Reut H. Dvorai1, Mahmoudreza Moein1, Reeba Thankachan1, John Leggat1, Eman Shaban1, Rauf Shahbazov1, Matthew Hanlon1, Reza Saidi1.

1Transplant services, SUNY Upstate Medical University, Syracuse, NY, United States

Introduction: Managing post-transplant COVID-19 patients has proven challenging. On one hand, they are more vulnerable due to their immunocompromised status, and on the other hand, reducing immunosuppression (IS) may result in graft rejection and the formation of de-novo donor-specific antibodies (DSA). Here, we share our experience of balancing disease treatment and the risk of rejection in a cohort of renal post-transplant recipients.
Methods: We retrospectively collected data on 136 renal transplant recipients who were diagnosed with COVID-19 between May 2020 and  December  2021. Clinical information, demographics, and HLA antibody data were extracted from patients’ medical records. 
Results: The median time from transplant to COVID-19 diagnosis in our cohort was 4.1 years (range 13 days to 30.8 years).

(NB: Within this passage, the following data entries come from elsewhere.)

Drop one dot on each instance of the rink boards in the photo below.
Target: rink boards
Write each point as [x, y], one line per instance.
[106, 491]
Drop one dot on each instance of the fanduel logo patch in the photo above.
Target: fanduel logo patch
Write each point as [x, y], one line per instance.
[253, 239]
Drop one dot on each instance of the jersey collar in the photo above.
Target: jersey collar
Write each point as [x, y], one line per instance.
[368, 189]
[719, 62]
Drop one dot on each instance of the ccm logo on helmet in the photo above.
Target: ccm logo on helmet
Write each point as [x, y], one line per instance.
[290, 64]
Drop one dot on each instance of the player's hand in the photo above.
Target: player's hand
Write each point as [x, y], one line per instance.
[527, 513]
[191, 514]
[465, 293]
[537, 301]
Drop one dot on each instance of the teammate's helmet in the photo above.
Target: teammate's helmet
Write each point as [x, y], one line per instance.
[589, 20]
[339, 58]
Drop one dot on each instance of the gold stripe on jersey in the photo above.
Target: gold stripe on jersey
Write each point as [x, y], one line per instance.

The average age at diagnosis was 50.5, and 63% were males. 28% of the patients were hospitalized, and 13.2% died as a result of their infection. The most common therapies included Monoclonal antibodies (39.7%), Dexamethasone (22%), and Remdesivir (18.4%). IS modulation, which primarily included holding off the anti-metabolite, was done in 98/136 patients (72%), and was later resumed in 70 of the 98 patients with a median time of 8.6 days (range 2-204) from holding off to resuming IS. 25 patients had pre- and post-infection DSA data. Despite the modulation in IS, 23 out of the 25 patients did not exhibit a change in DSA status (within a median time follow-up of 70 days) nor a significant change in sensitization status as determined by calculated panel reactive antibody (cPRA). Only two patients developed de-novo DSA post-COVID-19 infection, however, a biopsy performed on one patient did not show acute rejection. Four patients progressed to graft failure post infection - Two due to worsening chronic antibody-mediated rejection, one had a renal injury due to direct effects of COVID-19 infection, and one had a failing graft before COVID-19, suffered a severe disease including intubation, and lost his graft shortly after recovering. 
Conclusions: Reduction of the anti-metabolic immunosuppressive therapy for a short period of time did not seem to correlate with the development of de-novo DSA or increased rates of acute rejection in our expanded cohort. Studies on larger cohorts will help further determine the impact of IS reduction on transplant outcomes following COVID-19 infection in renal transplant recipients.